I wonder what I look like to that nicely put together pharmacist lady. She’s a graceful 45, long tidy braid, white coat. I give her the script for a fairly impressive dose of Klonopin. My skin is clammy with perfect circular drops of sweat pricking my upper lip, and lazier fat drops streaming down from my hairline. In the cart next to me is the boy, screaming. He doesn’t usually scream. I wouldn’t let him take his robot dinosaur with the missing battery cover and no batteries anyway into the Bi-Mart. He took it poorly. I’m wheezy because I’m sick, I’m hot, and I’m fat.
“Wha….sss the eta on that?” I breathe at her.
“Well,” she says in gentle tone and clear annunciation, “We usually are give 25-30 minutes to fill.
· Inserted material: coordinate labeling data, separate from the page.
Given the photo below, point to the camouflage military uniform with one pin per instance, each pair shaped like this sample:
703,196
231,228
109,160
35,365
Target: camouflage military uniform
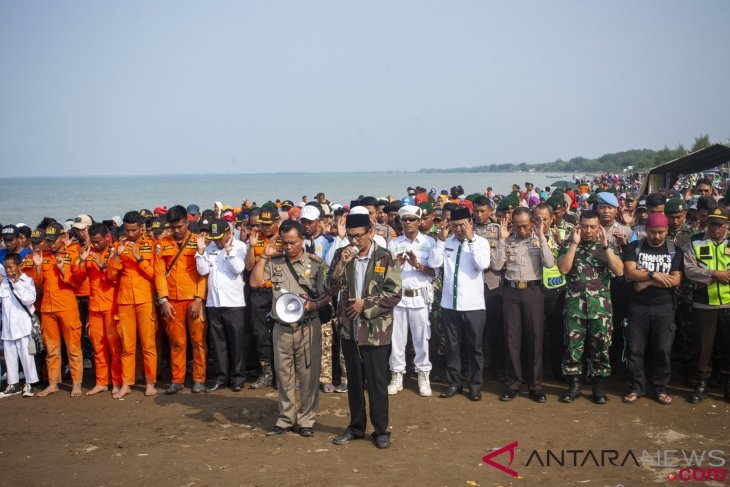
366,339
683,314
588,310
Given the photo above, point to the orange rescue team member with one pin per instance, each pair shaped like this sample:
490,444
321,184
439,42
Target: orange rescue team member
93,265
134,262
181,292
59,310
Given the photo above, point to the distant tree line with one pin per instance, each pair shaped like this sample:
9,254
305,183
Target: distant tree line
640,159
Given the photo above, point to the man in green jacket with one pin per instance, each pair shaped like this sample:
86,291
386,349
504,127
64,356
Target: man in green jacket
368,280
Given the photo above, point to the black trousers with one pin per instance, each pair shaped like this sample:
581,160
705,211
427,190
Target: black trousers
465,327
649,327
620,296
709,322
494,331
524,320
260,307
226,331
555,328
367,368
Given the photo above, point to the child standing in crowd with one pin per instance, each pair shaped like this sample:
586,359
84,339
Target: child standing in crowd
17,293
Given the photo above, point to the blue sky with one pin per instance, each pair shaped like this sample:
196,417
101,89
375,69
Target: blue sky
104,88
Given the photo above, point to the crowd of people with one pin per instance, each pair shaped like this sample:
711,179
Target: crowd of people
584,281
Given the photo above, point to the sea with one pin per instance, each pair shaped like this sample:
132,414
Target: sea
28,200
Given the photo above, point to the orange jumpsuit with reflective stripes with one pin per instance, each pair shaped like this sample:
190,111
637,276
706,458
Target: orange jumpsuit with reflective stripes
181,284
60,314
136,308
103,331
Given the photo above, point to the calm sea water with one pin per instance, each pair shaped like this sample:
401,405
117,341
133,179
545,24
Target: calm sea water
28,200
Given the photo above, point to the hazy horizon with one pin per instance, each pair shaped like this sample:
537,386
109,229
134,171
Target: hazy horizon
181,87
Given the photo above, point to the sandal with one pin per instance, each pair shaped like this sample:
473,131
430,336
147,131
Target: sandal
631,397
664,399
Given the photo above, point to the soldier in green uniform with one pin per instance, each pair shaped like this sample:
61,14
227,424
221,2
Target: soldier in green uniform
587,260
553,282
297,346
681,234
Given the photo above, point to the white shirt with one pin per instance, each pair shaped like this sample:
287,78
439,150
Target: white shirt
225,274
16,323
412,278
473,261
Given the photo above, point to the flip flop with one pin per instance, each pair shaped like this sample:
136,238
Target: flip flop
664,399
630,397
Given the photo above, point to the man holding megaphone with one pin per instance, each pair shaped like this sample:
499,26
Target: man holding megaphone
298,287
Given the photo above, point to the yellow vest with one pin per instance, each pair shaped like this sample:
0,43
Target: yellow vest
715,258
551,276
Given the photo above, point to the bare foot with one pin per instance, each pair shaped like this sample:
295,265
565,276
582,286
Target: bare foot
97,390
123,391
51,389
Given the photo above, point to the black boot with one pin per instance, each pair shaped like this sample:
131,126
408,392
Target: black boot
265,378
573,391
699,393
599,394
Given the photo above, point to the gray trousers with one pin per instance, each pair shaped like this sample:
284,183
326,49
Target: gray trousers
297,359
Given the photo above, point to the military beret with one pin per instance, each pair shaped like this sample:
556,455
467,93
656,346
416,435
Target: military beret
461,213
606,198
269,212
675,205
556,201
507,204
719,215
426,208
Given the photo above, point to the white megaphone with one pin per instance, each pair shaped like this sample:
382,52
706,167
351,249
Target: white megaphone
289,307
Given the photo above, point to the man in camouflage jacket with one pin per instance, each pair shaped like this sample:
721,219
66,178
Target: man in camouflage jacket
587,259
367,278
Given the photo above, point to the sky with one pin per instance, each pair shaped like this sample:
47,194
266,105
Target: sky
185,87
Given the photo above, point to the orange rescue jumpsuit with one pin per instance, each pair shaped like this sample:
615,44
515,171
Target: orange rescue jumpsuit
181,285
60,315
102,327
136,308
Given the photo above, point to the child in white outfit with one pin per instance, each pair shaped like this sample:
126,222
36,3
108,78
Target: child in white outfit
16,288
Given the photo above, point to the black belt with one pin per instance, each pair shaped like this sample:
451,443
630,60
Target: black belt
522,284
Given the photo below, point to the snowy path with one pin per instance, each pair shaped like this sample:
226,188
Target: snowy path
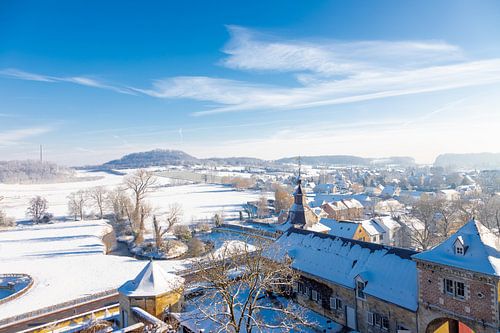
66,261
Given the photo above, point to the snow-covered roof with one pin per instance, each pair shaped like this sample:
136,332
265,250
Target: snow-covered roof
352,203
481,255
151,281
388,222
389,271
372,227
317,227
344,229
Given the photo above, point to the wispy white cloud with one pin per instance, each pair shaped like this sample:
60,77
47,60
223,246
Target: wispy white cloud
12,137
249,50
322,73
328,73
80,80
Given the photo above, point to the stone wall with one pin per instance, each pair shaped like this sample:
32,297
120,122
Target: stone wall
478,309
398,317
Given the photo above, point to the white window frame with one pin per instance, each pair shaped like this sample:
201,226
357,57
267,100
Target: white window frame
463,287
314,295
452,285
369,318
336,303
362,290
333,303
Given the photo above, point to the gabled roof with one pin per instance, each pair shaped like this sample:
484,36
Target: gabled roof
344,229
482,253
372,227
151,281
390,273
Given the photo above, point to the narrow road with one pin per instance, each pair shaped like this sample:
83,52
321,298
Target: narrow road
77,309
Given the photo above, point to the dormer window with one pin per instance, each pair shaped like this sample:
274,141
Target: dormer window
459,246
360,287
360,290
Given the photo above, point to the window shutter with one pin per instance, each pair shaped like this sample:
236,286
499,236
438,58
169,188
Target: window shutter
333,303
369,318
314,295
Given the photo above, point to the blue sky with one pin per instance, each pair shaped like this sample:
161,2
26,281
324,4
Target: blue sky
93,80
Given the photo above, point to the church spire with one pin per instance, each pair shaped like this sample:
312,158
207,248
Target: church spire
299,179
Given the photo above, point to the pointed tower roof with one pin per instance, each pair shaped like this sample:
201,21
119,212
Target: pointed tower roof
481,250
151,281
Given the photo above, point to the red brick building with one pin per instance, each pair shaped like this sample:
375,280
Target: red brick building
458,283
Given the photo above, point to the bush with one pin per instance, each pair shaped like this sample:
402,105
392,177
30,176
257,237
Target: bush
204,227
196,247
46,218
182,232
6,221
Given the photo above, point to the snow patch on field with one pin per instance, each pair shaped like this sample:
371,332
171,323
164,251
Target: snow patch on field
66,261
198,201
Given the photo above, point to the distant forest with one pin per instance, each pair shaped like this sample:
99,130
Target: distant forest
33,172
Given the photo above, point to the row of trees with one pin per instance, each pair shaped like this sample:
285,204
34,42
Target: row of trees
5,221
431,220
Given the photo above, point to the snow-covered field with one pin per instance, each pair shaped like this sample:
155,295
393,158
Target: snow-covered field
198,201
67,260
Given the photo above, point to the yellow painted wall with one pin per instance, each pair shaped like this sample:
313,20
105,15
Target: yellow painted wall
167,300
361,234
444,328
75,320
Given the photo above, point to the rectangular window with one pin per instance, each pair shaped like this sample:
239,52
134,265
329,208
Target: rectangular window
448,287
360,287
459,289
314,295
335,303
369,318
377,318
339,303
385,323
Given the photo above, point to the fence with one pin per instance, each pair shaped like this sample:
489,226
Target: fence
56,307
20,292
250,231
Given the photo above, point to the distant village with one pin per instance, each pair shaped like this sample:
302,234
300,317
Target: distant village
344,249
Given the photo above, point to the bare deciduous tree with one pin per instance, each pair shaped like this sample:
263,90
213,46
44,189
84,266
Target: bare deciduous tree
98,196
4,220
140,183
37,208
238,279
76,204
182,232
262,209
423,230
196,247
121,204
282,199
174,215
159,232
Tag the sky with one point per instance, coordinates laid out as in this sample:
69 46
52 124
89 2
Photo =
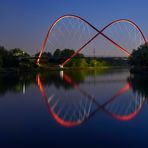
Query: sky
24 23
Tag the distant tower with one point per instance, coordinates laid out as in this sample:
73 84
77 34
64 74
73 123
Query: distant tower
94 51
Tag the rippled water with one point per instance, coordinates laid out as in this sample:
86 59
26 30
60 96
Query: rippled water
74 109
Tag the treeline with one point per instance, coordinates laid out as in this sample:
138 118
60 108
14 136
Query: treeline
17 58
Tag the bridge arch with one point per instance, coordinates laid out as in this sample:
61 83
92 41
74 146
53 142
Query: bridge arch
99 32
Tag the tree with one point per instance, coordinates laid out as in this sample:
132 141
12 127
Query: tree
139 57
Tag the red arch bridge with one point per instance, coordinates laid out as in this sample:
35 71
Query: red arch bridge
74 32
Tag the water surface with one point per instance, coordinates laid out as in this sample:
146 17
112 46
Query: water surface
74 109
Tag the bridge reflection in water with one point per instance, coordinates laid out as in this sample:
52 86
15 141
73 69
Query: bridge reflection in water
78 102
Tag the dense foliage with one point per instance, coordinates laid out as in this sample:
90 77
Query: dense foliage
139 57
17 58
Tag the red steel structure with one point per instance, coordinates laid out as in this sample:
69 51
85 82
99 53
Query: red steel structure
99 32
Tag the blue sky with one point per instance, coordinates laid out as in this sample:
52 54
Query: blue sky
24 23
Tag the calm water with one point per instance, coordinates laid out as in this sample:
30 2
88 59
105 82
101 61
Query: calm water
74 109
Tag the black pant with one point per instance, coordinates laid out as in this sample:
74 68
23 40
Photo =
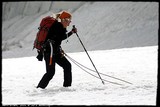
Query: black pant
50 70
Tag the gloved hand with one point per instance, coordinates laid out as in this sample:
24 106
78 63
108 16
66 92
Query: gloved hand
62 53
40 56
74 30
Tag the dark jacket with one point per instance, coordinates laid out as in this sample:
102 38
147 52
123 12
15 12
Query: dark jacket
56 33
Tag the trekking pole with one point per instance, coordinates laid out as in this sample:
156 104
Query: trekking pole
89 56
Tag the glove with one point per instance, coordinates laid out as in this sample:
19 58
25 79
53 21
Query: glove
40 56
62 53
74 30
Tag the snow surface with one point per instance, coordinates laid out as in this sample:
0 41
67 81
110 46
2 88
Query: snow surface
20 77
121 38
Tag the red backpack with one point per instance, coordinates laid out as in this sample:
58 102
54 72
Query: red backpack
45 24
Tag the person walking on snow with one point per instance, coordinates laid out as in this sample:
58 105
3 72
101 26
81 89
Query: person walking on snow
57 33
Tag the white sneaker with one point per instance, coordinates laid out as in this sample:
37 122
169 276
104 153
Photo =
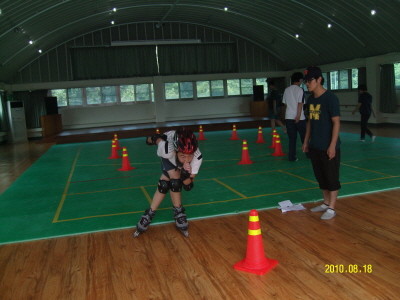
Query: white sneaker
322 207
329 214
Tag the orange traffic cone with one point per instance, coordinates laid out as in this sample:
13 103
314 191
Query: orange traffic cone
260 138
114 151
278 147
116 141
245 155
234 133
201 134
126 166
273 140
255 262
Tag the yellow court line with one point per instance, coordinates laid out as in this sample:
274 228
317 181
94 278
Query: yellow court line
229 188
365 169
297 176
146 194
55 219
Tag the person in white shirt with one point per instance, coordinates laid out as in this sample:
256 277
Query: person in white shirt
180 160
293 98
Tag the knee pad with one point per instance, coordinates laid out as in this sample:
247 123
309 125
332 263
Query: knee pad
188 187
163 186
176 185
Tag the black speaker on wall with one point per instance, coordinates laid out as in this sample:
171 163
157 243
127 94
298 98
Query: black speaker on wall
51 105
258 92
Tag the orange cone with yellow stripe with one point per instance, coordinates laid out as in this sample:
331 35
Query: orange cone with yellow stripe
260 138
255 262
278 147
114 150
245 155
126 166
116 141
234 133
201 134
273 145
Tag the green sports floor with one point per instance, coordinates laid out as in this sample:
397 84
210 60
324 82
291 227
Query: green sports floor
75 188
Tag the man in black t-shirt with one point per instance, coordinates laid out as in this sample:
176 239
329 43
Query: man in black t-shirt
365 108
322 139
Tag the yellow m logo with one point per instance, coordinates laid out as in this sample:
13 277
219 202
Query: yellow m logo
315 111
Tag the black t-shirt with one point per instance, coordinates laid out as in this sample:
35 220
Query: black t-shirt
320 112
366 100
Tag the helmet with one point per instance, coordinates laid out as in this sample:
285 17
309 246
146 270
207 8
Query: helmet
185 141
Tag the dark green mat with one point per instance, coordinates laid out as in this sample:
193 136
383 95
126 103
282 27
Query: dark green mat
75 188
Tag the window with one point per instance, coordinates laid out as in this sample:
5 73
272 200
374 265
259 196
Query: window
354 78
171 90
261 81
397 75
61 95
127 93
186 90
217 88
203 89
143 92
74 96
93 95
233 87
246 86
109 94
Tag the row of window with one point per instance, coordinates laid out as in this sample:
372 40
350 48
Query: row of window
106 95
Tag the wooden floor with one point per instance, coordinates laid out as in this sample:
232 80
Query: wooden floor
162 264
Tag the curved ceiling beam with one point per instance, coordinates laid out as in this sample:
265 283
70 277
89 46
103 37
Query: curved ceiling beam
190 23
330 20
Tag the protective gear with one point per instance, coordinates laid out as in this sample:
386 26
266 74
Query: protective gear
184 174
188 187
176 185
185 141
154 138
163 186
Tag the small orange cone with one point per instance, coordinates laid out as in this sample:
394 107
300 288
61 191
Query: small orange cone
126 166
245 155
273 141
116 141
234 133
114 150
260 138
278 147
255 262
201 134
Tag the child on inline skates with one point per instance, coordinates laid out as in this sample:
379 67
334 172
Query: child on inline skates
180 162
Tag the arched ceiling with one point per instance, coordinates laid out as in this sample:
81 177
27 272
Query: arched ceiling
270 24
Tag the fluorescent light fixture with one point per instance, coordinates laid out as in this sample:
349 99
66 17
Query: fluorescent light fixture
155 42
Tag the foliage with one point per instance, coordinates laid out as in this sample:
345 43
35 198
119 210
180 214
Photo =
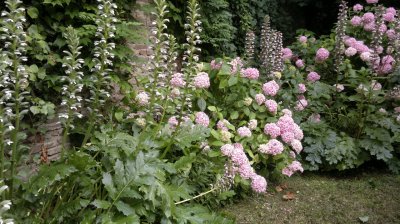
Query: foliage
351 116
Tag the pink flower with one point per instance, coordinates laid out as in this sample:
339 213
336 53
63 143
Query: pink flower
270 88
260 98
369 26
287 137
315 118
272 130
388 17
272 106
252 124
177 80
287 54
292 168
287 112
236 65
391 34
350 52
299 63
244 132
250 73
202 119
221 125
391 10
201 80
258 184
350 41
360 46
227 150
142 99
286 124
246 171
339 87
368 17
298 133
356 21
383 28
365 56
313 77
273 147
302 88
357 7
301 104
296 146
303 39
172 121
376 85
215 66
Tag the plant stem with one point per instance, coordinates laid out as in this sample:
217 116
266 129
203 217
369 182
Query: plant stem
197 196
14 137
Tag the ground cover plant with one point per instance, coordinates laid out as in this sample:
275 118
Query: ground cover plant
188 135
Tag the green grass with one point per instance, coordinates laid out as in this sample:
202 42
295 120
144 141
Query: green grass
323 199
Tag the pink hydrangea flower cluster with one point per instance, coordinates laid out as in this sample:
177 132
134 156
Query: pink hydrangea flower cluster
301 104
258 184
221 125
250 73
244 132
299 63
252 124
350 51
260 98
313 77
173 122
322 55
202 119
372 1
201 80
142 99
302 88
270 88
273 147
177 80
339 87
272 106
386 65
215 65
292 168
356 21
236 65
241 165
272 130
303 39
358 7
287 54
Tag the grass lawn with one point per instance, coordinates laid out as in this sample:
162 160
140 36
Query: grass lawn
366 197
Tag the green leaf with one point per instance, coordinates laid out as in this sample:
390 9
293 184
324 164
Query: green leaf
124 208
364 219
119 116
212 108
101 204
234 115
233 80
202 104
33 12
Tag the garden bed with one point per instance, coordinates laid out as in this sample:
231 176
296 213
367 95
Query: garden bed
370 197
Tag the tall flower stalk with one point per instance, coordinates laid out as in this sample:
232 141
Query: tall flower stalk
102 61
191 57
73 83
14 38
157 64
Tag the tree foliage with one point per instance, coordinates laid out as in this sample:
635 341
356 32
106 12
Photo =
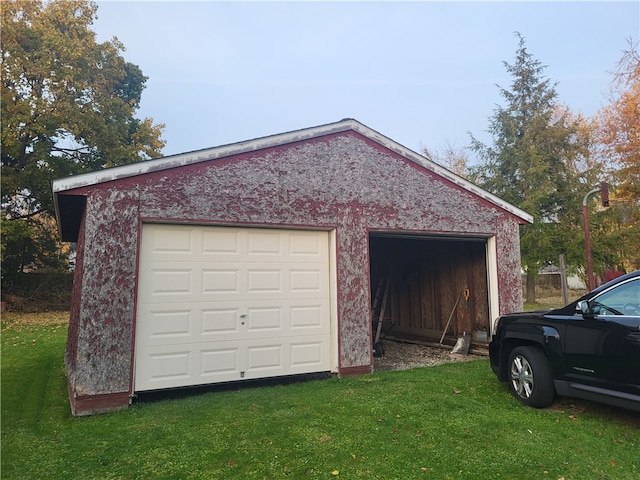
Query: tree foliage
68 106
619 137
536 162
She has to do a couple a head of you.” She smiles kindly, “Will that be ok?”
I am thinking so many things at once in a brain not prepared to handle an overload this morning. I’ve already been to the doctor today, who was not my dear sweet maternal PA Kim but a man doctor named Chaff who is competent and quick and had four sisters and four daughters. I believe this constant contact with unvarnished femininity has rusted the charm gears most men spin for women. We’re just regular people to him, devoid of mystery. Which sounds lovely and egalitarian but it also means he’s full-up on whines and whimpers and does not nod sympathetically or speak softly.
But today he was all there was. My throat felt daggered and my snot distributed itself in both appalling coloration and orifices. But we both knew I was really there for the Klonopin. If I had the Klonopin I would care if I were sick. Kim had given me a refill. But she post-dated it. A week from now. I am out.
If Dr. Chaff had been a woman, I could have told him. “The air smells like my mom dying two summers ago. The light lays like it did at the beginning of two desperate pregnancies that both almost made me, at one shameful point, pray for a miscarriage, because of whatever horrible thing those hormones wormed into my damn brain. I have a summer ahead of me of heat and responsibility, two things I fucking hate more than a normal person could ever understand. And my home life, though soft and loving, is under going tectonic shifts. Mountains are rising, floods are cleansing…it’s a mess! Give me the goddamn tranquilizers!”
But Dr. Chaff, by his own admission, isn’t big on emotions. But neither is he stingy with pills. I got the refill and stood now at the pharmacy window, my son screaming too loud for me to take him inside (so I guess we’re just gonna continue to be out of deodorant, scraping the plastic base against our armpits for whatever smear of stink blockers still remain).
30 minutes. What the fuck do I do for 30 minutes. Do you know how many baby-screeching seconds there are in 30 minutes?
“Is that all right?” she repeated.
I waited to long too answer, too long to look back into her face, “Yes. Certainly. Of course it is.” It was a false question but a polite one, so I tried to at least appear graceful. I guess I looked like just the kind of woman who would be concerned on fast her benzos can be placed in her hand. I wonder if she’s glad she’s not me.
I took the boy to a park where he clutched his stupid dinosaur and ran after a robin cajoling, “Hey! C’mon! Wass come back here!” which was so damn cute I immediately forgave him. Then I got my pills. And now, just for now, I’m ok. Gonna be…ok.
9 thoughts on “Drug seeking behavior”
There is definitely something to be said for pharmaceutical support. Especially at a time like that one!
I can’t imagine being that anxious and having a screaming toddler to contend with….good on you getting through it. Makes me relieved most of my refills are done over the internet so I just have to pick them up!
Robot dinosaurs make everything better. And drugs, apparently… Except when they don’t. Cheers!
That sounded absolutely miserable! I couldn’t imagine being stricken with any sort of illness as a child screeches. Motherhood is a massive undertaken that only the strong-willed can manage, or so my assumption has become over the years of observing my friends raise children of their own. The imagery and distress you describe both made me want to go ewwww while fully enforcing the stress of your emotions. Thank goodness for drugs!
I have walked the mile in your shoes. Now that the kids are 14 and 8 it makes it bearable. The cartoon made me snort my water I was drinking. Keep up the good fight!
Boy, it is the pits when you have young children and you get sick — and everything must go on. Your story brought back memories.
Sorry, but the pharmacist’s question was asinine. What would she have said if your response had been, “No, it’s not all right”?
I was tired and anxious just reading this. I can’t imagine living it. Tranquilizers are called for indeed.